Modern tuvaletlerin yarattığı boşalma güçlüğü sadece divertikülit sorununu değil kabızlık ve hemoroit gibi problemleri de davet ediyor.
Peki, ne yapacağız? Evlerdeki modern tuvaletleri söküp daha az hijyenik olan eski usul klasik tuvaletlere mi döneceğiz?
Tabii ki hayır, kolayı şu: Modern tuvaletlerde ihtiyacınızı giderirken ayağınızın altına bir tabure koymanız ve de ihtiyacınızı birazcık öne eğilerek gidermeye çalışmanız da yeterli olabiliyor.
Cilde kollajen desteği neden faydalı?
Kollajen vücudumuzdaki en önemli yapı taşlarından biri. Bedenlerimizin yüzde 25-30’u proteinden, cildimizin de yüzde 75’i kollajenden oluşuyor.
İşte bu nedenle de kollajen parlak, sağlıklı bir cilt için ve cildin genç görünmesi için gerekli olan hücre dışı matrisin bütünlüğünün sağlanmasında anahtar bileşen.

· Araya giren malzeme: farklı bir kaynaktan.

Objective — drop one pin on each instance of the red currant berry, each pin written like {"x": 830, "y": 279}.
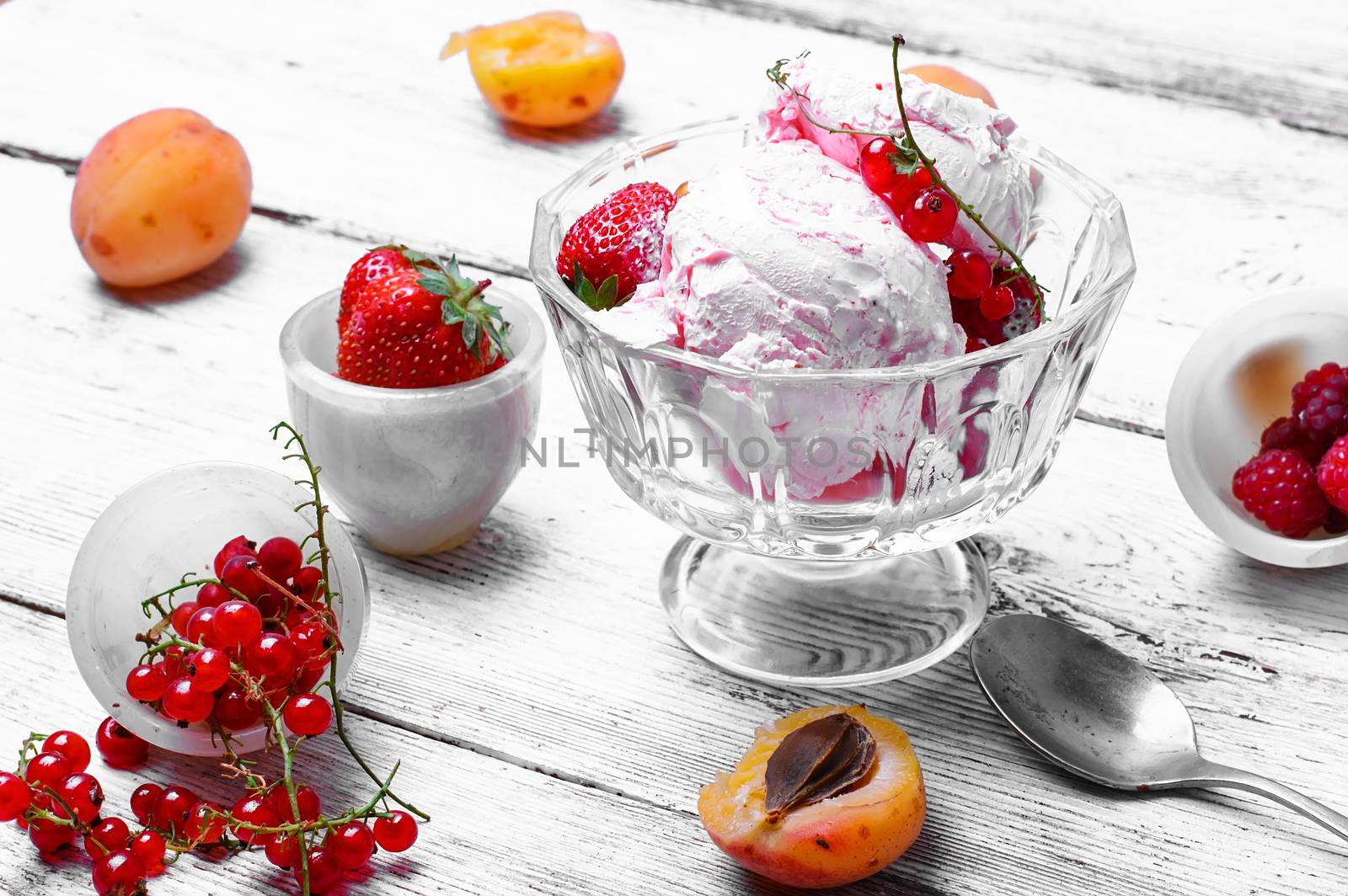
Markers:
{"x": 185, "y": 702}
{"x": 310, "y": 640}
{"x": 119, "y": 747}
{"x": 235, "y": 711}
{"x": 148, "y": 846}
{"x": 930, "y": 216}
{"x": 970, "y": 276}
{"x": 281, "y": 558}
{"x": 240, "y": 576}
{"x": 308, "y": 714}
{"x": 350, "y": 845}
{"x": 324, "y": 872}
{"x": 282, "y": 849}
{"x": 310, "y": 675}
{"x": 47, "y": 770}
{"x": 997, "y": 303}
{"x": 15, "y": 797}
{"x": 143, "y": 802}
{"x": 173, "y": 664}
{"x": 270, "y": 605}
{"x": 307, "y": 583}
{"x": 83, "y": 794}
{"x": 208, "y": 669}
{"x": 913, "y": 184}
{"x": 118, "y": 873}
{"x": 71, "y": 745}
{"x": 878, "y": 168}
{"x": 253, "y": 810}
{"x": 309, "y": 805}
{"x": 236, "y": 623}
{"x": 212, "y": 595}
{"x": 233, "y": 549}
{"x": 172, "y": 808}
{"x": 182, "y": 615}
{"x": 201, "y": 627}
{"x": 397, "y": 833}
{"x": 273, "y": 658}
{"x": 40, "y": 801}
{"x": 146, "y": 684}
{"x": 49, "y": 835}
{"x": 107, "y": 837}
{"x": 206, "y": 822}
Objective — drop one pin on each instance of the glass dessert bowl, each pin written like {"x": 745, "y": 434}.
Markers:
{"x": 874, "y": 577}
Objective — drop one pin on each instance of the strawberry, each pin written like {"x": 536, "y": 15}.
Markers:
{"x": 374, "y": 266}
{"x": 415, "y": 323}
{"x": 617, "y": 246}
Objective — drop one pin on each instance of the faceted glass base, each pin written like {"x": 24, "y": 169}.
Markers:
{"x": 824, "y": 623}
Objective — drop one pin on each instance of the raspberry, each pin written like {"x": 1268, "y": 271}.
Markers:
{"x": 1280, "y": 488}
{"x": 1334, "y": 475}
{"x": 1319, "y": 403}
{"x": 1285, "y": 433}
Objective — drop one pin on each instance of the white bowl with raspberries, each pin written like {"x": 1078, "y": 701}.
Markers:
{"x": 1257, "y": 428}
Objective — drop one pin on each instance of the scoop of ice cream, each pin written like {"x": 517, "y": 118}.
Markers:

Cilt sağlığı yaş ve dış faktörlerden etkilenir. Biz yaşlanırken vücudumuz kollajen yapma yeteneğini kaybederek yıpranmalara neden olur. Kollajen kaybı alt deri tabakasının yıkılmasına neden olur, kırışıklıklara ve esnekliğin kaybedilmesine katkı sağlar. Çevre aynı zamanda cildimizi etkiler ve UVA/UVB’ye maruz kalmak cilt hasarlarına ve kollajen kayıplarına yol açar. Kollajen desteği cilde şu beş desteği sağlıyor:
- Stratum korneumun su emme kapasitesini artırır.
- Cildin su emme ve tutma kapasitesini artırır.
- Kuru ve yaşlanan ciltte esnekliği ve pürüzsüzlüğü iyileştirir.
- İnce çizgi ve derin kırışıklık görüntülerini azaltır.
- UVB kaynaklı cilt hasarlarını azaltır.